H.R. 758, passed by a 241-185 vote, also would roll back critical improvements made to the rule in 1993 that allows parties and their attorneys to avoid sanctions by withdrawing frivolous claims within 21 days after a motion for sanctions is served. The current system, which gives judges discretion to impose monetary or non-monetary sanctions, replaced a mandatory sanctions provision that was in place from 1983 to 1992 but had been shown to increase non-meritorious lawsuit filings rather than reduce them.
The ABA opposes enactment of the legislation for the three main reasons below, which were described in a Sept. 17 letter to all members of the House from ABA Governmental Affairs Director Thomas M. Susman.

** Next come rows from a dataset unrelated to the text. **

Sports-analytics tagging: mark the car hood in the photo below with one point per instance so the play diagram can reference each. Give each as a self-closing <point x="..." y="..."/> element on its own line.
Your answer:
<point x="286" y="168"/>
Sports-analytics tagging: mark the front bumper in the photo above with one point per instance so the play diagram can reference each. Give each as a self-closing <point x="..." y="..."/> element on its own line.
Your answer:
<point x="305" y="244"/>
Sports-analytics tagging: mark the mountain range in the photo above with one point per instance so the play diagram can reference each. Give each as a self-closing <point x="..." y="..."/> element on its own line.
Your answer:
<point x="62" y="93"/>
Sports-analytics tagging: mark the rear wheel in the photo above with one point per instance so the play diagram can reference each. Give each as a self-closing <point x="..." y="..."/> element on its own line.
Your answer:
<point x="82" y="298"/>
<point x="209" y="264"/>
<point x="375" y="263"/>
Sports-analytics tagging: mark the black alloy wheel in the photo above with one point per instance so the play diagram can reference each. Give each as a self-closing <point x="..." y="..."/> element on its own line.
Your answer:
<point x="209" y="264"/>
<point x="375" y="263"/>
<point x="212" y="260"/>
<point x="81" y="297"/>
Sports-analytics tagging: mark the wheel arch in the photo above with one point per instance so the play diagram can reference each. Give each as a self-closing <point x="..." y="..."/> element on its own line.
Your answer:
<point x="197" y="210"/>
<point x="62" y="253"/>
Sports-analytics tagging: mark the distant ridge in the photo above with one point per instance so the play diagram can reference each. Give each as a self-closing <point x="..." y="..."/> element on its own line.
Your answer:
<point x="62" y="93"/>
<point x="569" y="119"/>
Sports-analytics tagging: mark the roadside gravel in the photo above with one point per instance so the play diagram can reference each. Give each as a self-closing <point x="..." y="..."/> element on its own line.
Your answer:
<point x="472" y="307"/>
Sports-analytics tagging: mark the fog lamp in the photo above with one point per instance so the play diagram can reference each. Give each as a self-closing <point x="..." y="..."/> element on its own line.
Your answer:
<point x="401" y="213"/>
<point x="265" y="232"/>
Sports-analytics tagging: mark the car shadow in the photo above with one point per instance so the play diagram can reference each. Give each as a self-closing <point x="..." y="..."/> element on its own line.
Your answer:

• Amendments to the Federal Rules of Civil Procedure should be vetted through the Rules Enabling Act, established by Congress to assure that amendments to the Federal Rules occur only after a comprehensive and balanced review of the problem and proposed solution is undertaken by the Judicial Conference in consultation with lawyers, scholars, individual and organizations devoted to improving the administration of justice. In stark contrast, Susman said, H.R. 758 “proposes to amend the Federal Rules over the objections of the Judicial Conference and despite compelling evidence that it will adversely affect the administration of justice.”
• There is no proof that problems created by frivolous lawsuits have increased since 1993 or that the current Rule 11 is ineffective in deterring frivolous filings. It is more likely that problems have abated since 1993 because Rule 11’s safe harbors provision provides an incentive to withdraw frivolous filings at the outset of litigation. In addition, judges have numerous tools at their disposal to impose sanctions and prevent lawsuits from going forward.
• There is substantial risk that H.R. 758 would impede the administration of justice by encouraging additional litigation over sanctions motions, which would increase, not reduce, court costs and delays.
Susman urged the House to avoid making the same mistake Congress made in 1983, when the version of Rule 11 that went into effect was “ill-conceived and created significant unintended adverse consequences that harmed litigants and impeded the administration of justice.”
During debate on the House floor, opponents of the legislation cited the ABA’s opposition to the legislation. “This bill is an affront to the judges of this country, to the Judicial Conference, and to the American Bar Association,” Rep. Steve Cohen (D-Tenn.) said, adding that it “will clog the courts with unnecessary litigation, cost money and make it more difficult to get your cases disposed of.”